Recent study examines co-parenting conversations
A study of 708 divorced parents explored how communication between parents following their divorce affects their children. The study suggests that if parents discussed the stressors of parenting with one another or discussed their post-divorce romantic life with one another, their child could potentially internalize this information to the detriment of the child’s behavior and mental health.
The study concluded that it may be healthier for parents to limit their conversations post-divorce to shared parenting issues.
Healthy post-divorce communication between parents
Communication is certainly an important part of co-parenting. Parents who choose to co-parent will have to find a productive and positive way to do so without creating unnecessary conflict.
Some parents can have regular face-to-face conversations post-divorce, for example, during child custody drop-off and pick-up. Doing so can show children healthy means of relating to one another, even if you are no longer in a romantic relationship with that person.

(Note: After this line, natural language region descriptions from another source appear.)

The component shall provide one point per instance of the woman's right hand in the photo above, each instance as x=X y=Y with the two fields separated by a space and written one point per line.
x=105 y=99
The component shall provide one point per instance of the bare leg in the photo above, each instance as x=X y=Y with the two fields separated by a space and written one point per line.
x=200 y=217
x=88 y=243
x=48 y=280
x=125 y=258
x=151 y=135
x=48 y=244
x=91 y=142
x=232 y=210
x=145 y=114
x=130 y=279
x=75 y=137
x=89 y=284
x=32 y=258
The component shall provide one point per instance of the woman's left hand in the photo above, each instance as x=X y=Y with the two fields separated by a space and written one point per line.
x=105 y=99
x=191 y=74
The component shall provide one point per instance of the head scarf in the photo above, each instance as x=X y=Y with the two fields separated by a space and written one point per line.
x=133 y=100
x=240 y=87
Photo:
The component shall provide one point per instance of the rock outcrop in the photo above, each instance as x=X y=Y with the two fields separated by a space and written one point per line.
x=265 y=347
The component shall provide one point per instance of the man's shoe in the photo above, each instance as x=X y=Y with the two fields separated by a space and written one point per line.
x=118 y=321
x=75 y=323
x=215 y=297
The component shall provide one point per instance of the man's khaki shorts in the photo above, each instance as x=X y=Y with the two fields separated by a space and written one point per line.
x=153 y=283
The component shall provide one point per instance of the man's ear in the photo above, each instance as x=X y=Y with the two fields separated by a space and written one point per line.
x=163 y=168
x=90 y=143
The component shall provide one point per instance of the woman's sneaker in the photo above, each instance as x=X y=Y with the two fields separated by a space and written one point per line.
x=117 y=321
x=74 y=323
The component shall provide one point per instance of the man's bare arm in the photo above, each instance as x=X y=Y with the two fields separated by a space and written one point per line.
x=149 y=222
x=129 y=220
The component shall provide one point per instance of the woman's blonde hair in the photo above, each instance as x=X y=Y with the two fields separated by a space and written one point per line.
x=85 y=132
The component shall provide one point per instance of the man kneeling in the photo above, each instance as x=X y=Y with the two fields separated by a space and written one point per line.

Some parents still find, however, that it is difficult to have in-person conversations following their divorce. These parents may choose to communicate via text or email instead. These are also healthy ways to work together as co-parents.
When you divorce your spouse, you do not divorce your child. You and your child’s other parents will have to work together to co-parent. Doing so can help encourage a healthy relationship between you as a parent and your child as your child grows post-divorce.